According to Montana health officials, another 80 COVID-19 cases in the state were confirmed on Tuesday, July 7. This bumped the state’s total number of known cases over 1,327.
Tuesday’s count is the highest one-day number recorded in the state, with 55 cases in Yellowstone County. More than 40 residents and an additional 15 staff members at Canyon Creek Memory Care Community in Billings have tested positive as of July 7. Two residents have been hospitalized so far, according to the Yellowstone County health department. The total number of positive cases among residents is 43. Last Friday testing was done for 55 residents and 56 staff members. Seven residents and 26 staff members of the assisted living facility have tested negative. Results have yet to come back for another nine residents and 15 staff.
Around the state, 588 people are known to be currently infected and 22 are hospitalized. 716 people are listed as recovered. At press time, there have been 23 deaths. There have been 105,327 tests conducted statewide.
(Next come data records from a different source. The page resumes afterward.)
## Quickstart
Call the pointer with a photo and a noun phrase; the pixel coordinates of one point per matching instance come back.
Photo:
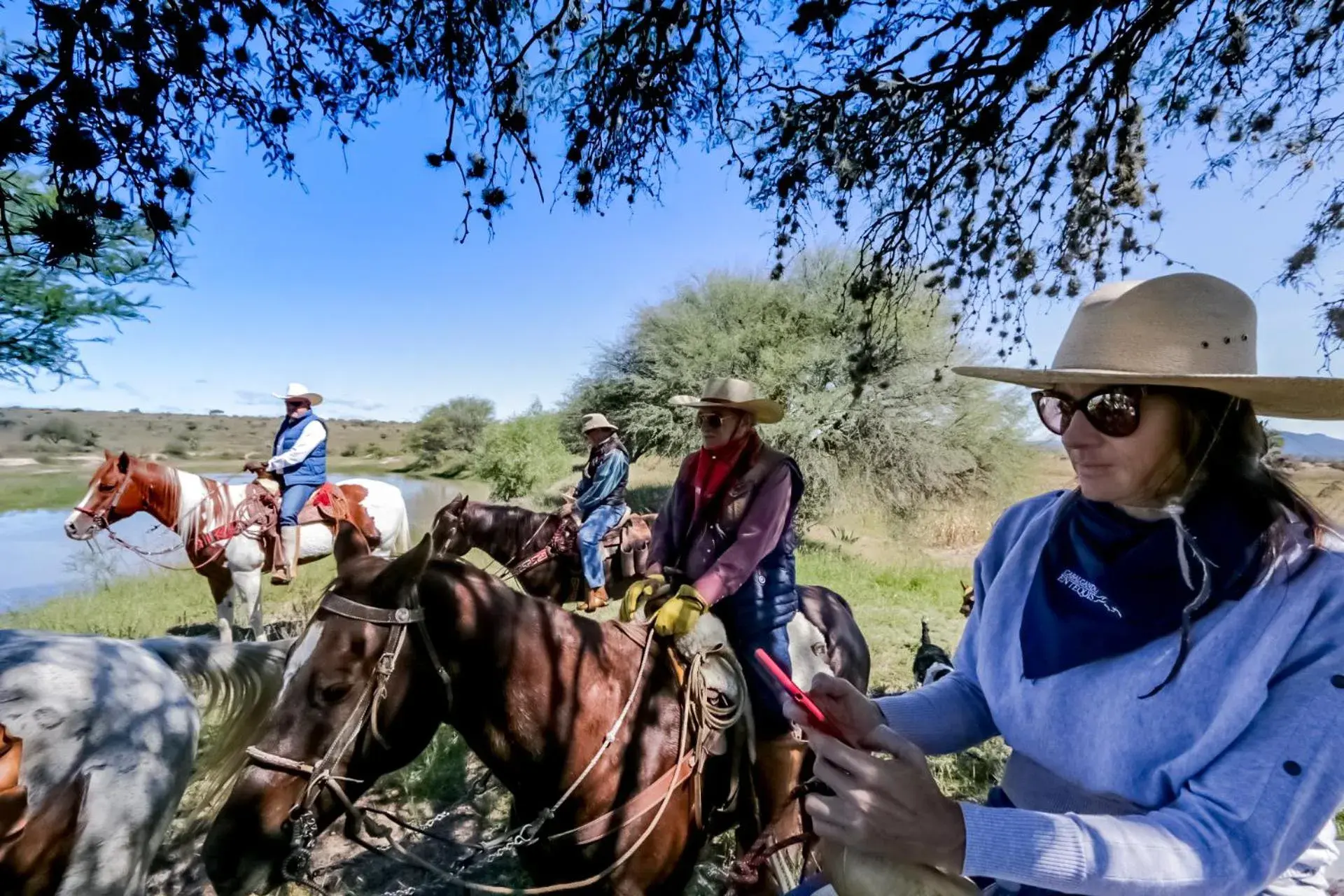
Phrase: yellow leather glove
(638, 594)
(680, 613)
The case count for Roosevelt County is seven cases reported with all seven cases recovered. It has come to the attention of Roosevelt County Health Department that COVID-19 Case #8 reported on June 25 has two counties of residence in Montana. On June 29, the Montana Department of Health and Human Services made the determination to report the case out of Carbon County and not out of Roosevelt County. In response to mounting positive cases, the Fort Peck Tribes have reverted to Phase 2 and the reservation-wide curfew has reverted to a start time of 12:30 a.m.
The tribes have also pulled any financial support for the Wolf Point Wild Horse Stampede and have forbidden tribal departments to participate in the weekend’s activities, including law enforcement.
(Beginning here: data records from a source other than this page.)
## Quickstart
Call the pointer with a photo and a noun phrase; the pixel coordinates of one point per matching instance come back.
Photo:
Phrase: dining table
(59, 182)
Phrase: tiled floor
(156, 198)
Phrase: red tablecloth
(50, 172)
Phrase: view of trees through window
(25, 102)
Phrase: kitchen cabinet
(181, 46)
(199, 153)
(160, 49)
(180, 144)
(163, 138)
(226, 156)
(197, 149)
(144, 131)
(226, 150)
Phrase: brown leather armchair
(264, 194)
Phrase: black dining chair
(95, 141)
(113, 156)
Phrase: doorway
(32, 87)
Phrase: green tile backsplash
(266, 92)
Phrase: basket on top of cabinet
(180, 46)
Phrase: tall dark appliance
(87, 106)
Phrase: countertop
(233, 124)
The Valley County Public Health Department and Frances Mahon Deaconess Hospital confirmed the fourth positive case of COVID-19 in Valley County July 1. Case #4 is a male in his 30s who is not hospitalized and is isolating at home. The case was identified through contact tracing and had been undergoing quarantine. The individual does not have symptoms. The other three cases are now listed as recovered.
Governor Steve Bullock announced an updated directive June 25 that permits safe visitation in nursing homes and assisted living facilities that are able to follow infection control protocols per guidance issued by the Centers for Medicare and Medicaid Services and the Centers for Disease Control and Prevention. Nursing care and assisted living facilities for older adults in Montana may allow visitors after giving notice to residents and family members. Visitation should be conducted in accordance with the strict screening, physical distancing, sanitation, hygiene, testing, and other infection control protocols set forth in the CMS and CDC guidance applicable to nursing homes. Before permitting visitation, facilities should review the applicable CDC and CMS guidance and determine that they are capable of following them. CMS guidance can be found at cms.gov/files/document/qso-20-30-nh.pdf. Bullock’s April 22 Phase 1 reopening directive continued the suspension of visitation for all visitors and non-essential healthcare providers, except as for certain compassionate care situations.